Cette détérioration est "due à une confluence de vents au-dessus de la région voisine qui a augmenté l'afflux de fumée en provenance de Sumatra vers Singapour", a expliqué l'organisme, faisant référence à l'une des îles indonésiennes où les incendies font rage.

Selon la NEA, l'indice de pollution (PSI) s'est aggravé à 112 dans plusieurs endroits de l'île samedi matin.

Un indice compris entre 101-200 est considéré comme néfaste pour la santé, les autorités déconseillant alors aux habitants de se livrer à des activités prolongées à l'extérieur.

Singapour pourrait continuer à subir la fumée due aux incendies au cours des prochains jours, a prévenu l'agence.

La ville de 5,6 millions d'habitants étouffe sous ce nuage opaque, mais les activités quotidiennes n'ont pas connu d'interruptions importantes.

Le Grand Prix de Singapour est prévu de vendredi à dimanche sur un circuit urbain dans le quartier de Marina Bay.
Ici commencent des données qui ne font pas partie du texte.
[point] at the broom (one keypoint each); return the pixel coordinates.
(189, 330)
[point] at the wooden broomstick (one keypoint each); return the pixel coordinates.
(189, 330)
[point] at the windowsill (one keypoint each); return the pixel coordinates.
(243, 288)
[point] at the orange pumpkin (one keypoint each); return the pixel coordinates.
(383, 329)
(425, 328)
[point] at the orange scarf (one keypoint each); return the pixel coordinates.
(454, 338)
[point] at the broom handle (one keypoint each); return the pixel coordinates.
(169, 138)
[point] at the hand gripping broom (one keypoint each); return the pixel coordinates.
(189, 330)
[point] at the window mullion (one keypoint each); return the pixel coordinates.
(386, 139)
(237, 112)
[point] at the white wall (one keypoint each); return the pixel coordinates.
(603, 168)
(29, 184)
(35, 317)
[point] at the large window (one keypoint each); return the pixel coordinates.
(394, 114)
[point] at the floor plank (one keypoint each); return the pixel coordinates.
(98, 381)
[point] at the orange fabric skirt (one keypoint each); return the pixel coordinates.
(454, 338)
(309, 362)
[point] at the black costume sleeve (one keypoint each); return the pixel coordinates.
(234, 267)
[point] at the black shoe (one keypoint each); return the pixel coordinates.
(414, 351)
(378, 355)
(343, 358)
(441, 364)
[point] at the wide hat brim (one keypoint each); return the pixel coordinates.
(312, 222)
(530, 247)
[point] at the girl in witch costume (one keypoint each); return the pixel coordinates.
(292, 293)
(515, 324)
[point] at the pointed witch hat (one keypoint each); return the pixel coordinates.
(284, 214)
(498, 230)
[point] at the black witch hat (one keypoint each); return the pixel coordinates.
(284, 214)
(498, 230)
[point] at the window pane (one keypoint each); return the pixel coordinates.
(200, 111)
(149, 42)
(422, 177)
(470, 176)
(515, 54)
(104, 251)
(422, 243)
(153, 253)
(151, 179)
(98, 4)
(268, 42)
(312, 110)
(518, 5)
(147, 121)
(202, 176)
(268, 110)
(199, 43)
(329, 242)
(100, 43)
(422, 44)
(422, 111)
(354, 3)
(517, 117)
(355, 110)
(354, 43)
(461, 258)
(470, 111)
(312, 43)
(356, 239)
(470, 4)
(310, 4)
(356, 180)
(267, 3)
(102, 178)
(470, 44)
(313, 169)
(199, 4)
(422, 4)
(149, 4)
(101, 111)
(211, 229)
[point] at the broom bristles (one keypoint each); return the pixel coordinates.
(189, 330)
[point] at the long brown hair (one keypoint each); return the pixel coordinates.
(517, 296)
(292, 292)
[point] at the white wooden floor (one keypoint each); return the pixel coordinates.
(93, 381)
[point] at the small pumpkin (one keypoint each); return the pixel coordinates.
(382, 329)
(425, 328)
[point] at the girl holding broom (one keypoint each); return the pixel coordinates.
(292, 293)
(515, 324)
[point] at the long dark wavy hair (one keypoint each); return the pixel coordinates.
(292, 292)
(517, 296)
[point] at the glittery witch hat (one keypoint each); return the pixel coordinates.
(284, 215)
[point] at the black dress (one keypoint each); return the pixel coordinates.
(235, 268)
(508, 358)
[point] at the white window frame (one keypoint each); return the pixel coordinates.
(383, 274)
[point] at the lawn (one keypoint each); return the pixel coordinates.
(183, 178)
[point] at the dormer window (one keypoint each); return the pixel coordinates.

Les organisateurs de la course, Singapore GP, ont indiqué qu'au cas où "le nuage (de fumée) cause des problèmes de visibilité, de santé publique ou opérationnels", ils "travailleront étroitement avec les agences compétentes avant de prendre la moindre décision concernant l'évènement".

En Malaisie voisine, également affectée par la fumée, la qualité de l'air s'est dégradée y compris dans la capitale Kuala Lumpur, ce qui a provoqué une querelle diplomatique avec Jakarta.

En 2015, l'indice de pollution avait atteint le seuil critique de plus de 300 à Singapour, entraînant la fermeture des écoles. Cette année là, les feux de forêts avaient généré un nuage de pollution qui avait plané pendant des semaines sur une grande partie de l'Asie du sud-est.